Variable rates slashed, whilst Fixed rates soar
Interest rates are still the topic of conversation with changes coming thick and fast. Something is changing every week.
Westpac have slashed their lowest variable rate this week whilst increasing their fixed rate options. Westpac’s lowest variable rate is now an “ultra-competitive” 2.09% for people with a 30% deposit, while both St George and Bank of Melbourne now offer 2.04% for borrowers with a 40% deposit. It’s astonishing to see some fixed rates rise by over two percentage points in the last 12 months, when the cash rate hasn’t moved a muscle. As a result, the majority of big four bank owner-occupier fixed rates now start with a ‘3’, some even a ‘4’.
Without any official rate changes by the RBA – Banks are manoeuvring their own ledgers/books. So, it is important for customers to be discerning in their choices and to be deliberate about their plans in the short to medium term when it comes to their mortgages and loans.
If you know what your immediate plans are for the short to medium term (as best you can in today’s fast changing world) – then you can look to fix in a loan or a portion of a loan. Many are now opting for the split facility. Some variable (which is now considerably lower than the fixed rates) and some fixed. They will be paying more on the fixed rate with the view of trying to hedge their bets on where interest rates might end up in 1-5 years. By splitting the loans, you do get to average the overall rate between the two facilities.
However, a caution – breaking or paying off any fixed loan does incur penalties. It can be expensive if you either pay it off, sell the property or refinance to another lender for a better deal during that time. So only ever fix in line with your own plans. Customers should sit down with their broker to look at their individual plans and needs and try to come up with a plan to navigate through these next few years of changing environments.
All these interest rate increases affect affordability. For those wanting to enter the market it is getting a little harder. The latest HEM (household expenditure monthly) figures have increased – it just costs more now for everyday living as well as increasing interest rates and increasing house prices. Depending on where you are in the market, first home buyer, upgrading, downsizing, or just trying to get ahead with the mortgage you have now -there will be different options and strategies available to you.
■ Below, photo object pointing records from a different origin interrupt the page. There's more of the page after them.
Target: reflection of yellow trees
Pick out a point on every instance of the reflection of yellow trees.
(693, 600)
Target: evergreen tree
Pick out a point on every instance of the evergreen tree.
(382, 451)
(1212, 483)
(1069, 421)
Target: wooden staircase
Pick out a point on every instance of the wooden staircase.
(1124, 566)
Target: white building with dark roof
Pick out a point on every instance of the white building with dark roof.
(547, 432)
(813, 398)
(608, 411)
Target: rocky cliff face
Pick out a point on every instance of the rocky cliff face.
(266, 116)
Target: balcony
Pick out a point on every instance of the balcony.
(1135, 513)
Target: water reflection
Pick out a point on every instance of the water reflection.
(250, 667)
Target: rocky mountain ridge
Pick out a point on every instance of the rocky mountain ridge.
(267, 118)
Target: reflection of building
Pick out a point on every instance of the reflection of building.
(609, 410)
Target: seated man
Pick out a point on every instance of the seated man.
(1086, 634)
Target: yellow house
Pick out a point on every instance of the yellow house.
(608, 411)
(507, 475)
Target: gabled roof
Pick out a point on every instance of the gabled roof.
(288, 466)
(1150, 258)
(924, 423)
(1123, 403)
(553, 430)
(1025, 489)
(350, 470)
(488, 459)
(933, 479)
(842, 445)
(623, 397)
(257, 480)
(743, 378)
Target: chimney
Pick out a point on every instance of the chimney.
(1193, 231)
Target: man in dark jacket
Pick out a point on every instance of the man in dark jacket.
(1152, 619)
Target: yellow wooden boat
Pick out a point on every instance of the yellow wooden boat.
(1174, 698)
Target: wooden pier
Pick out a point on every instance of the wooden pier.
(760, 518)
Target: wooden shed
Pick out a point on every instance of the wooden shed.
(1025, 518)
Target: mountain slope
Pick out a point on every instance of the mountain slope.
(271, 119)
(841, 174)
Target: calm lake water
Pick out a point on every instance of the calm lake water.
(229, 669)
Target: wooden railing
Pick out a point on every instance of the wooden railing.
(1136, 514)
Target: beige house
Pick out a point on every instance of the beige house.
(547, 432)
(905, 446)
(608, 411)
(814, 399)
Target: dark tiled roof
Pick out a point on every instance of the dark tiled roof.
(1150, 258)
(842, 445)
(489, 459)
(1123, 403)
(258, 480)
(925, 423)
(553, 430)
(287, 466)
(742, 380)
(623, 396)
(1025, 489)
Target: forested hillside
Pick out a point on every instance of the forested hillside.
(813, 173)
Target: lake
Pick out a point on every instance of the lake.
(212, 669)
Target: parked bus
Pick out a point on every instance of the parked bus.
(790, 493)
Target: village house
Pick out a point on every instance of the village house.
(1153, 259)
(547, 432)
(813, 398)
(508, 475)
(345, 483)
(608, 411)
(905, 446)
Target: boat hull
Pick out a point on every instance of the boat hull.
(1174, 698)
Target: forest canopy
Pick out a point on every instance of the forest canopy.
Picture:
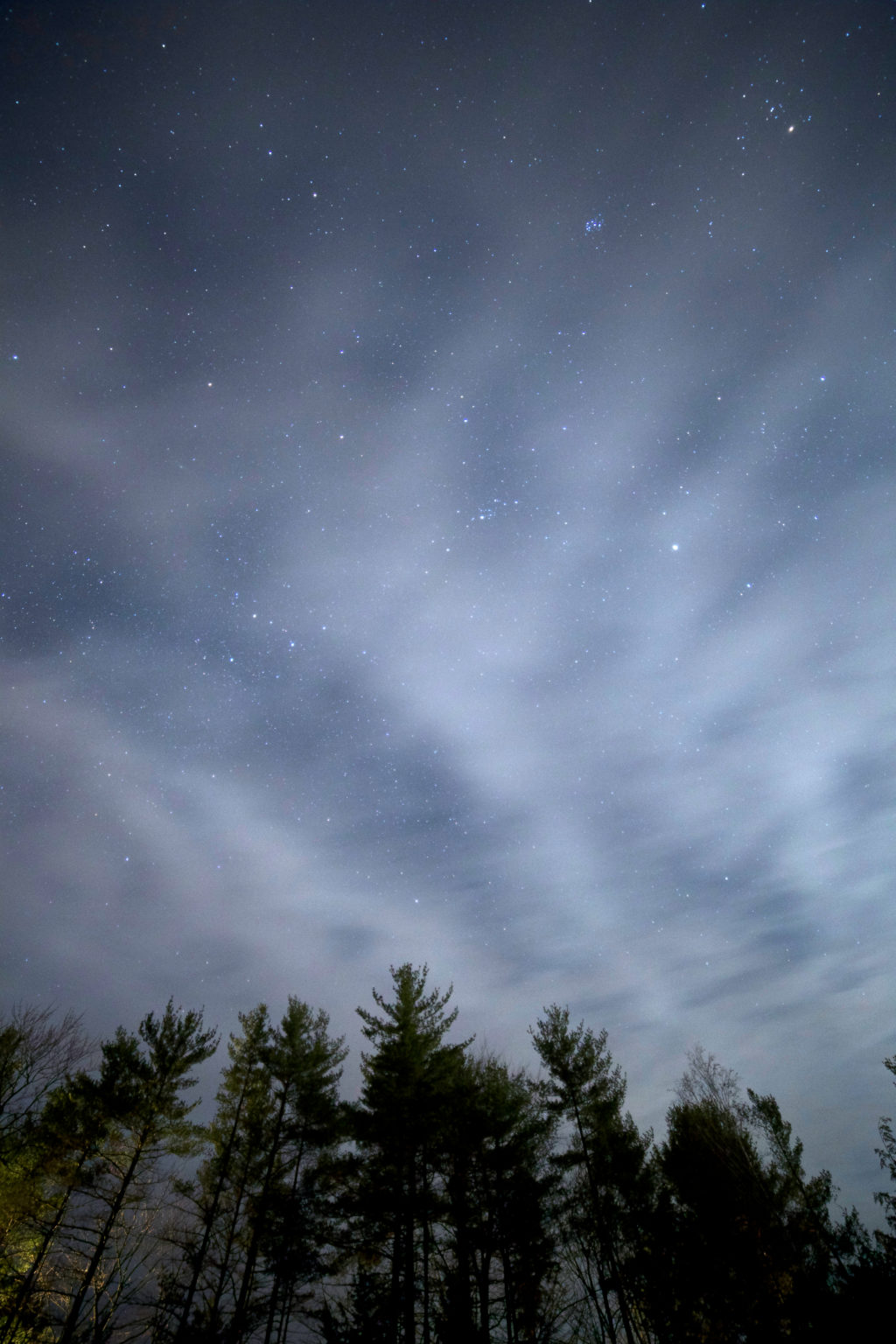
(456, 1199)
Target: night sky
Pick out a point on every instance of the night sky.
(448, 495)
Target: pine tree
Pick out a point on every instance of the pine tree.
(399, 1128)
(138, 1090)
(609, 1173)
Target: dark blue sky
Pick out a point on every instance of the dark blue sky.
(448, 484)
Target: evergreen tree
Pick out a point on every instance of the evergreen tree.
(399, 1128)
(887, 1199)
(609, 1181)
(138, 1092)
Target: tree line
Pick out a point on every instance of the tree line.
(458, 1200)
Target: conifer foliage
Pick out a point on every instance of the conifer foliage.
(456, 1201)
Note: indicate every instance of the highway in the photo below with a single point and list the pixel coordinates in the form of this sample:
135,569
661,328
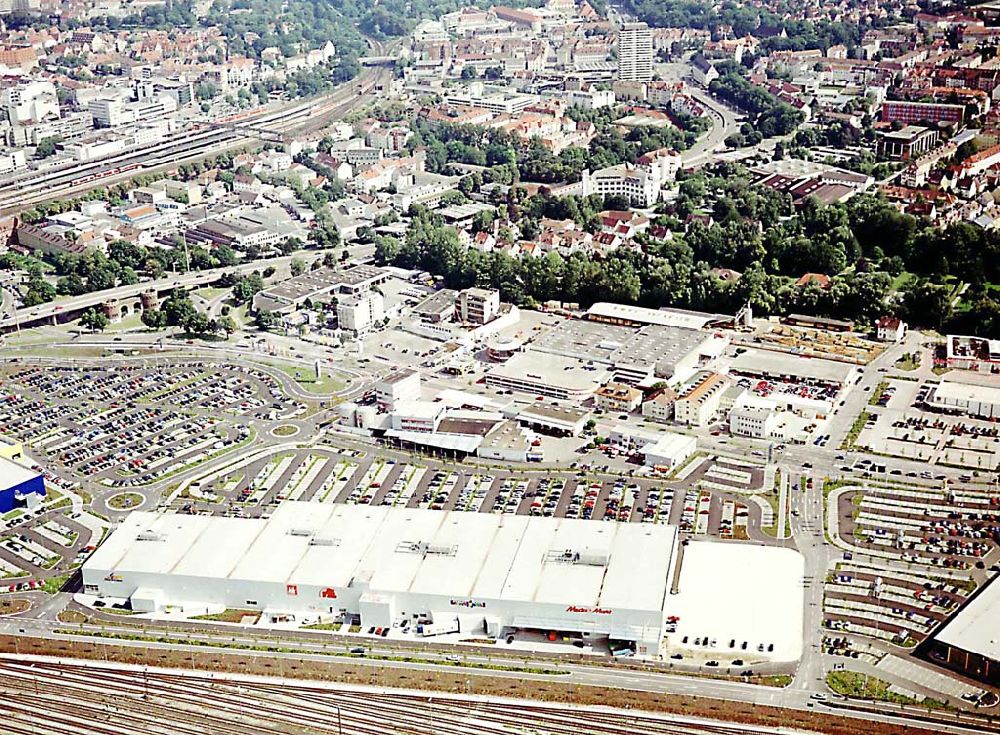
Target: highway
53,310
724,121
185,146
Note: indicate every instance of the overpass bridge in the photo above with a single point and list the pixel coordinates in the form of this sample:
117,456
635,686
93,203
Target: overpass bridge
126,298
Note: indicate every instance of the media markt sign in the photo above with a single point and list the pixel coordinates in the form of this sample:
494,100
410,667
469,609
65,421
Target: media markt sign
589,610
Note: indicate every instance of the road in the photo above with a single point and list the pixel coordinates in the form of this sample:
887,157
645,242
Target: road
53,310
724,121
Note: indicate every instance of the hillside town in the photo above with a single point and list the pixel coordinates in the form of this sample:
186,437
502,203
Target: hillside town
387,364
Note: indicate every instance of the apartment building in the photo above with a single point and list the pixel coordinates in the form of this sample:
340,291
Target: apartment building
698,405
360,313
478,305
617,398
635,53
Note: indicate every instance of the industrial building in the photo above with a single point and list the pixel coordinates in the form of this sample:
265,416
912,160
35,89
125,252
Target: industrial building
17,483
971,393
473,573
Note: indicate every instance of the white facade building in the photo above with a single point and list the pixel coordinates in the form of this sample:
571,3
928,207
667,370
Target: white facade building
478,305
361,312
754,418
635,53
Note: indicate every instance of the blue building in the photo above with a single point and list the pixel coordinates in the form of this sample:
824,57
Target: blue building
16,482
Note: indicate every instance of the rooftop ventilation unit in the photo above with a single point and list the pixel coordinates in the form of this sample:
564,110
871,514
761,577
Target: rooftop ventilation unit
584,557
425,549
324,541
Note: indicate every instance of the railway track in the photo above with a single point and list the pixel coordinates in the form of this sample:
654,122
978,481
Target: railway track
34,188
49,698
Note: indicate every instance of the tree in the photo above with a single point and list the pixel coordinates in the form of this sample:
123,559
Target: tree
178,310
228,325
94,320
246,287
154,318
267,319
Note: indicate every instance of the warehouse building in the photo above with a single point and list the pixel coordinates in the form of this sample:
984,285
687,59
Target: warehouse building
473,573
973,394
969,642
17,483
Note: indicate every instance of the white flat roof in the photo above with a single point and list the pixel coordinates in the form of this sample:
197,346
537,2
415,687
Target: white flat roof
972,388
547,369
643,315
974,628
767,362
741,592
517,558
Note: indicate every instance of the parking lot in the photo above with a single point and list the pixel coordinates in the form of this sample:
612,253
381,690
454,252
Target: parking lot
130,426
899,424
918,547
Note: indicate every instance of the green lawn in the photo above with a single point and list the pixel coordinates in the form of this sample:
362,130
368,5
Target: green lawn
306,378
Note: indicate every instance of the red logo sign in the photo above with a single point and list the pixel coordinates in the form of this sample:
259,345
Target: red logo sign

Open frank discussions and planning are what will get you through or keep you on track. For example – the LVR plays a critical role in the interest rate you could achieve. If you are unsure of the equity you currently have in your property (which could get you a lower rate) – get an appraisal on the property to see where you are. Your reduction of your existing loan and the increased value alone could get you a better rate. Reach out to your broker to see if there is anything that can be tweaked or improved.